Dans cette galerie d’art contemporain que je visite est exposée une “fontaine” (hommage à Duchamp ?), faite d’un montage métallique auquel sont suspendus de nombreux sachets d’emballage. La galeriste m’aborde et me dit : “vous voyez, c’est un geste de protestation contre notre société de consommation”. Je n’y aurais jamais pensé. Mais ainsi va l’art aujourd’hui : il ne se présente guère sans son commentaire, et je le dis sans moquerie.
Dans l’ouvrage qu’elle publie ces jours-ci sous le titre du Paradigme de l’art contemporain et qui fait suite au Triple jeu de l’art contemporain (1998), Nathalie Heinich insiste sur cette particularité d’un art qui est celui de notre temps, — qu’on le veuille ou non : ses productions visuelles (on n’ose plus dire picturales) ont besoin d’un discours d’escorte, d’une description du travail accompli comme projet et comme visée. Et cela pose évidemment la question de l’usage public de cet art, de sa perception et de sa consommation. Dans le cas évoqué en commençant, avais-je besoin du secours de la galeriste ? Et si oui, pouvais-je faire confiance à ce qu’elle me disait ?

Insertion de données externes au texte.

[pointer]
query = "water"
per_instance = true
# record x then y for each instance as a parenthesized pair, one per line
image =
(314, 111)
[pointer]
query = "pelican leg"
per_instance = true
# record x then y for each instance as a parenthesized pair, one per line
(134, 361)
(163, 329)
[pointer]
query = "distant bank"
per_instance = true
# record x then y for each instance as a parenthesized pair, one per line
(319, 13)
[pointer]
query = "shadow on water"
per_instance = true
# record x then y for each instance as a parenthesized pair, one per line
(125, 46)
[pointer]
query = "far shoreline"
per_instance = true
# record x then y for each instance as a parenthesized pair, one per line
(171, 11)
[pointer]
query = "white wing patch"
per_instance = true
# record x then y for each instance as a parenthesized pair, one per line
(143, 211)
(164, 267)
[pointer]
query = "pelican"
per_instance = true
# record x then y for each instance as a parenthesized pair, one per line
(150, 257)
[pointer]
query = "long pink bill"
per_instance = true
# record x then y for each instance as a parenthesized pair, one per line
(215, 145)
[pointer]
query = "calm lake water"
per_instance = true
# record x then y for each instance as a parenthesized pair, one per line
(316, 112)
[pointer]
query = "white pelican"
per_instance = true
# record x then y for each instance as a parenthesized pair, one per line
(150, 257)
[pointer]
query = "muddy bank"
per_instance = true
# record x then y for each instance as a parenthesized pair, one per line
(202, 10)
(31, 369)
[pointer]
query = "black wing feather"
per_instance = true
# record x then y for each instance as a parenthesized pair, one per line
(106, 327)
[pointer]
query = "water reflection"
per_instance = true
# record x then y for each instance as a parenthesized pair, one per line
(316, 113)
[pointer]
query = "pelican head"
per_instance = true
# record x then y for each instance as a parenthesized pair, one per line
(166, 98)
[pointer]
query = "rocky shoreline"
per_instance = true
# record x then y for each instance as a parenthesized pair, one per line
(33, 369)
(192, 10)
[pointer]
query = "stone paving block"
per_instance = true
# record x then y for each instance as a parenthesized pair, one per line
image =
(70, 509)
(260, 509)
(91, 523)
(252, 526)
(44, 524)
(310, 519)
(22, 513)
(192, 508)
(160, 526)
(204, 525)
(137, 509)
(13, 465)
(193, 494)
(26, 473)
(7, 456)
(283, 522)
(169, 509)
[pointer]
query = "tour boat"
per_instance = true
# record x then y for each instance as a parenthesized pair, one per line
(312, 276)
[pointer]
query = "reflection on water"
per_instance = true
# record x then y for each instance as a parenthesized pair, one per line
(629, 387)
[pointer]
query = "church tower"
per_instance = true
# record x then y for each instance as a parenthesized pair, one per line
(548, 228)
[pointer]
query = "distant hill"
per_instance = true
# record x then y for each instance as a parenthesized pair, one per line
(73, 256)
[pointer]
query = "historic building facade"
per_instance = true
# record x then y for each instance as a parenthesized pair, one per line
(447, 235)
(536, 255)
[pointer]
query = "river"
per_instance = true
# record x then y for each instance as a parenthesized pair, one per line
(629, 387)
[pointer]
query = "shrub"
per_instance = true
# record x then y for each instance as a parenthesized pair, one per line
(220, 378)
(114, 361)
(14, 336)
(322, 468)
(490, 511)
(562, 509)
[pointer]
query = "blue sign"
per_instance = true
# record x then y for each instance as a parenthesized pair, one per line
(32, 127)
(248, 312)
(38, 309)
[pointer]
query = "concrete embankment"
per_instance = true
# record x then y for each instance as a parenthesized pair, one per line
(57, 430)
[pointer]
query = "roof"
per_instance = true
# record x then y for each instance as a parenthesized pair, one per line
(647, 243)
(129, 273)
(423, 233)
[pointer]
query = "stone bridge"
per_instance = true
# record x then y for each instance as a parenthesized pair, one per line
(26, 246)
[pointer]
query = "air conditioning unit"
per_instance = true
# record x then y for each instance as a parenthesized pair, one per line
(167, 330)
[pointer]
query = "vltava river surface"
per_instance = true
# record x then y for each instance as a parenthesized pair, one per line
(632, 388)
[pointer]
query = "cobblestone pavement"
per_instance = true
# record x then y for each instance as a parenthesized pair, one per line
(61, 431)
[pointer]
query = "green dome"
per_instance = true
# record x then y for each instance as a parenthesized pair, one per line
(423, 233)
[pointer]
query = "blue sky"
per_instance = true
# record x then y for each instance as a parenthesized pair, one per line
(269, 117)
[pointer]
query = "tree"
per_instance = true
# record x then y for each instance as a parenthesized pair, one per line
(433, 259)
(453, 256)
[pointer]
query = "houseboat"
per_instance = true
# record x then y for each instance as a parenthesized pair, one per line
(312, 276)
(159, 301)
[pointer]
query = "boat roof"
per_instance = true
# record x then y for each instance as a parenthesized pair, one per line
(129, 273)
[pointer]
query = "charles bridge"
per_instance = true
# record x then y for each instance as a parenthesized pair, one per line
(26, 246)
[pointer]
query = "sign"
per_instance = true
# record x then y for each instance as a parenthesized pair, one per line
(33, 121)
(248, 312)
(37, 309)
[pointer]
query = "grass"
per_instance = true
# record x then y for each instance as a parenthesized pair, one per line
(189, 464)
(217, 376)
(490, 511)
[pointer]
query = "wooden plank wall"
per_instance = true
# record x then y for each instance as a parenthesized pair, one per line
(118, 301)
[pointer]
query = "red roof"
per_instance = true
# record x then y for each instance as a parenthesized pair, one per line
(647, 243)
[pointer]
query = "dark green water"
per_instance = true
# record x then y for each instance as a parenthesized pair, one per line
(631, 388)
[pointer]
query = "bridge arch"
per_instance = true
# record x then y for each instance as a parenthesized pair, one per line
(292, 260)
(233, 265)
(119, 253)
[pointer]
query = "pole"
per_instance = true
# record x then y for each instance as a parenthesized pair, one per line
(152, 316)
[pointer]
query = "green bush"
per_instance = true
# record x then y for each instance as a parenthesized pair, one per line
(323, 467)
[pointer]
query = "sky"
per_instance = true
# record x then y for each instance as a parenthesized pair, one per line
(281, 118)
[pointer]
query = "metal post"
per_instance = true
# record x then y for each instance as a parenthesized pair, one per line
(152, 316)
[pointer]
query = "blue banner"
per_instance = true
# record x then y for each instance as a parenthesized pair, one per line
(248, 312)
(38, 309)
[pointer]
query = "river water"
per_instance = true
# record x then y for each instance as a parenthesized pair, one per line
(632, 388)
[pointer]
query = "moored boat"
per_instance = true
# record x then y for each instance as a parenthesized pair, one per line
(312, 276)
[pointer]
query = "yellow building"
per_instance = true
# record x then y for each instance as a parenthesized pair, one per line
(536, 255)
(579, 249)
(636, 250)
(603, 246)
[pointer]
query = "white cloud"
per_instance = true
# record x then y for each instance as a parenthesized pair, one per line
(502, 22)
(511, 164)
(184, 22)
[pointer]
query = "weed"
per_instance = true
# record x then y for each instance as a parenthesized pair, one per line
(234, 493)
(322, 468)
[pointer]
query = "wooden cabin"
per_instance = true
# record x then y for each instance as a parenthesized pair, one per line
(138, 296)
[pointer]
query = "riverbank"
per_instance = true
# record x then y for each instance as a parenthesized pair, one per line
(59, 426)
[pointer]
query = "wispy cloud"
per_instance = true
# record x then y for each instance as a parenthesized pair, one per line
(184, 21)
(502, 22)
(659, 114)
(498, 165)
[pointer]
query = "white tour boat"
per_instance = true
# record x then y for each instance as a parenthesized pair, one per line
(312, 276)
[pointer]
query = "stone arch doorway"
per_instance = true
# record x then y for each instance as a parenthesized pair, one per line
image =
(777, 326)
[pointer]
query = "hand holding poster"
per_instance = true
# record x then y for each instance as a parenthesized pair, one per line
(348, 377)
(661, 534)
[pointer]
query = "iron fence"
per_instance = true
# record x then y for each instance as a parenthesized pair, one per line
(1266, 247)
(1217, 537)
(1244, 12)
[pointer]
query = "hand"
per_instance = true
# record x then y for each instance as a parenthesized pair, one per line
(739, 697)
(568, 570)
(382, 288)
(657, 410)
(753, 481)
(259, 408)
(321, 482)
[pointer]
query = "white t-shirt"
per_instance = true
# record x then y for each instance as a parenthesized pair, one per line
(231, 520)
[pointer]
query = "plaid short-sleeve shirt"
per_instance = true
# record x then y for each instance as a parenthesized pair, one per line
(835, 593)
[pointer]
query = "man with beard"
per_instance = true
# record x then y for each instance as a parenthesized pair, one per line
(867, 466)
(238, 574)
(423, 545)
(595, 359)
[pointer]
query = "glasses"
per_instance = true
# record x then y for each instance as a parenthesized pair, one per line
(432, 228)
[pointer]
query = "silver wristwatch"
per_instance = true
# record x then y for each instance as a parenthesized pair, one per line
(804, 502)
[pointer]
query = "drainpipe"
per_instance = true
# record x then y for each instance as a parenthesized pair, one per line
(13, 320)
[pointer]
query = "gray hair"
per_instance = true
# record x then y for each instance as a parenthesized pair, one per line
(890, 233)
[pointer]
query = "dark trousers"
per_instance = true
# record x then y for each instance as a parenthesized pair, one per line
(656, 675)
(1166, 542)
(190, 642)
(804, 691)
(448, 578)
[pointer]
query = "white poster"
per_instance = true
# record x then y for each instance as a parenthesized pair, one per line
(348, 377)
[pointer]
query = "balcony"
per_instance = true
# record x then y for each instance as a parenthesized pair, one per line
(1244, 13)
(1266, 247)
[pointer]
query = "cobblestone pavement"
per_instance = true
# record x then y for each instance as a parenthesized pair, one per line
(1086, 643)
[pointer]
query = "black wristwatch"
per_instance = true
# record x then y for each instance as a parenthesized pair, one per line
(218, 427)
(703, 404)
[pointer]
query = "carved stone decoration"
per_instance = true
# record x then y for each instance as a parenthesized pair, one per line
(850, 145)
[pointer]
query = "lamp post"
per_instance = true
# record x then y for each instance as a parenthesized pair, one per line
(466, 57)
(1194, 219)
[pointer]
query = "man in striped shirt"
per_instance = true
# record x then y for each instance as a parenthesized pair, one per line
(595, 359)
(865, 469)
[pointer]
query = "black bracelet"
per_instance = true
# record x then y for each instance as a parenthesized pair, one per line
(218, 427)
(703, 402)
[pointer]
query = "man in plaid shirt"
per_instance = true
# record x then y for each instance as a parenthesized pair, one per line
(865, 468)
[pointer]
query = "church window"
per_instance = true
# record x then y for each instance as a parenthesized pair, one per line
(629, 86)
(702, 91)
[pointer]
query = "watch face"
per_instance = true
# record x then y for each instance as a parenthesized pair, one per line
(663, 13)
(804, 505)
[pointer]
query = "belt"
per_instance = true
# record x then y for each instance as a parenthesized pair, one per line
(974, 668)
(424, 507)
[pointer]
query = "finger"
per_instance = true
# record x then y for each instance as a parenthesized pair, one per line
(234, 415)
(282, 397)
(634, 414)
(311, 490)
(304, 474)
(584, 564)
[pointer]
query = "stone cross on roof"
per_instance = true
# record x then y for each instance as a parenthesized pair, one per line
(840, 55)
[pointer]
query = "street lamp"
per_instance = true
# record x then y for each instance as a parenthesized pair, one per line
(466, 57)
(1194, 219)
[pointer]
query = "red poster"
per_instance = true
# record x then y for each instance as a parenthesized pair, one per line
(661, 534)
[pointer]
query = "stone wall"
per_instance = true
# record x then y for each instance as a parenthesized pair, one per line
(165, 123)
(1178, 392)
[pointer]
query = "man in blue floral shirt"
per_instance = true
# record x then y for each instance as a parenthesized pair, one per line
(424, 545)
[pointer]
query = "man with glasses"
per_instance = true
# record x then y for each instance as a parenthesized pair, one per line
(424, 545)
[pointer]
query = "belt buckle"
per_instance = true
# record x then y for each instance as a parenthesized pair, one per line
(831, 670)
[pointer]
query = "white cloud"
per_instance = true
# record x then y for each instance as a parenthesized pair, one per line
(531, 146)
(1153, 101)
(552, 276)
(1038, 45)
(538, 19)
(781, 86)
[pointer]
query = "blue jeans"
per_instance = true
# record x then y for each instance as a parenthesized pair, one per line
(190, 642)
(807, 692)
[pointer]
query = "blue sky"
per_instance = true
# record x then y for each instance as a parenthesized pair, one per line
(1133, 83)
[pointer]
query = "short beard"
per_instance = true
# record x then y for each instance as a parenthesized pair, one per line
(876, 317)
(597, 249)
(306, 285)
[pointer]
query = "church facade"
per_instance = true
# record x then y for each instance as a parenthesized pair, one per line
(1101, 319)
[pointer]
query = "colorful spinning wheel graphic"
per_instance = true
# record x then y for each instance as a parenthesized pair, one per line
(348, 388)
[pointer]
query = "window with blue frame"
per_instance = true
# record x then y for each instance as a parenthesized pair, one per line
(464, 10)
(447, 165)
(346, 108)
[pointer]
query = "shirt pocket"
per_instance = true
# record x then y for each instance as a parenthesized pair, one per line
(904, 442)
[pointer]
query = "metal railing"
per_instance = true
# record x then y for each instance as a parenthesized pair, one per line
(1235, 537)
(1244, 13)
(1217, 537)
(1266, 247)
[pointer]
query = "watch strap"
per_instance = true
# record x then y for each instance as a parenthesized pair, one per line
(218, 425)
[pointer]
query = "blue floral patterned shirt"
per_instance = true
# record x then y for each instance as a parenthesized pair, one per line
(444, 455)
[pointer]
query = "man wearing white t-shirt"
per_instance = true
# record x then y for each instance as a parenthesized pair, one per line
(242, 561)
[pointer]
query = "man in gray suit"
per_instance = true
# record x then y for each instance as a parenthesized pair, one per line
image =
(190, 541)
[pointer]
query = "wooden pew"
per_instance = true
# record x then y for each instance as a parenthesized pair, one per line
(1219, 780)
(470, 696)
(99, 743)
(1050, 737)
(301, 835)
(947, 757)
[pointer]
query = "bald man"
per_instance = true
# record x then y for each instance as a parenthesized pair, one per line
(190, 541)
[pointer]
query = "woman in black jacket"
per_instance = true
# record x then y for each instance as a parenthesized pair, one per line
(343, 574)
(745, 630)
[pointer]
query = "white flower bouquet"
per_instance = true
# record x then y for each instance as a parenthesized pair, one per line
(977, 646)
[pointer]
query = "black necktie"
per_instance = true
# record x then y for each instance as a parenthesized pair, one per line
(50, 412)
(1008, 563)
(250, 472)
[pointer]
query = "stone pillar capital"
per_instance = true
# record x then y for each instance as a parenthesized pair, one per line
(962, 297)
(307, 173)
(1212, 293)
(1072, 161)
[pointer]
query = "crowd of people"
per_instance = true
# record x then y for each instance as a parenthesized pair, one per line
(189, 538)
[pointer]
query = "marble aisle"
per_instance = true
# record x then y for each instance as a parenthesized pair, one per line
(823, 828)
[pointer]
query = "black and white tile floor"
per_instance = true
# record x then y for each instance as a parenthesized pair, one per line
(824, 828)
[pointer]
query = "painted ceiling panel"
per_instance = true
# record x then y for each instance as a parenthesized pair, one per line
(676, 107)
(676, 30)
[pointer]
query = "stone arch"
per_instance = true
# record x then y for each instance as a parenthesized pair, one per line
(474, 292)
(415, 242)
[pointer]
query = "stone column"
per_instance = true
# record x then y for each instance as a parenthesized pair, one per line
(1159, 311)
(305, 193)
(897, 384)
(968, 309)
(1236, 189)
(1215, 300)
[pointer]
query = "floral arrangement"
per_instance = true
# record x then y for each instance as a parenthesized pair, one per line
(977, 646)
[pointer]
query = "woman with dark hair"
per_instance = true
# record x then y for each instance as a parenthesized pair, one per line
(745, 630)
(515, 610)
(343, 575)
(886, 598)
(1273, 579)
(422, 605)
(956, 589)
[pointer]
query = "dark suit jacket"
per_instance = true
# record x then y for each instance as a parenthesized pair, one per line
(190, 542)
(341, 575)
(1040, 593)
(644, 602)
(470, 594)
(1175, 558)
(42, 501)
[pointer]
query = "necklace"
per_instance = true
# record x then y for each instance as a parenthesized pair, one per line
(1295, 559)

Mais parlons de ce nouveau livre de Nathalie Heinich qui est une véritable somme sur l’art de notre temps. Ou qui, mieux encore, est un état de la question étonnamment méthodique et parfaitement illustré (en mots, non en images !) à l’aide de multiples exemples empruntés au grand marché mondial des productions artistiques. En sociologue avertie, Heinich entend décrire ce qui est désormais un sytème et d’en objectiver de la façon la plus sérieuse les propriétés et conditions de production. C’est dire qu’elle ne va jamais se prononcer pour ou contre ledit système et ce qu’il génère : il est là, il existe et est extraordinairement vivant.
Se survit certes un art moderne qui remonte aux impressionnistes et aux cubistes mais c’en est néanmoins fini d’une peinture qui exprimait la sensibilité des artistes. On est désormais dans bien autre chose. Et c’est si vrai qu’avec l’auteure on peut résolument parler d’un changement de paradigme semblable à ceux qu’a décrits Thomas Kuhn à propos des sciences et dont il a fait la théorie. Donc il y a eu révolution et sont apparus des principes de fonctionnement — pratiques, idéologiques, esthétiques —entre lesquels existe une solidarité forte et qui ne tolèrent aucun autre dispositif. Ainsi c’en est fini de la peinture et de ces créations conçues en termes d’objets (les tableaux !) et d’œuvres. Prévalent à présent des processus et des productions qui se nomment montages, installations et même parfois ambiances.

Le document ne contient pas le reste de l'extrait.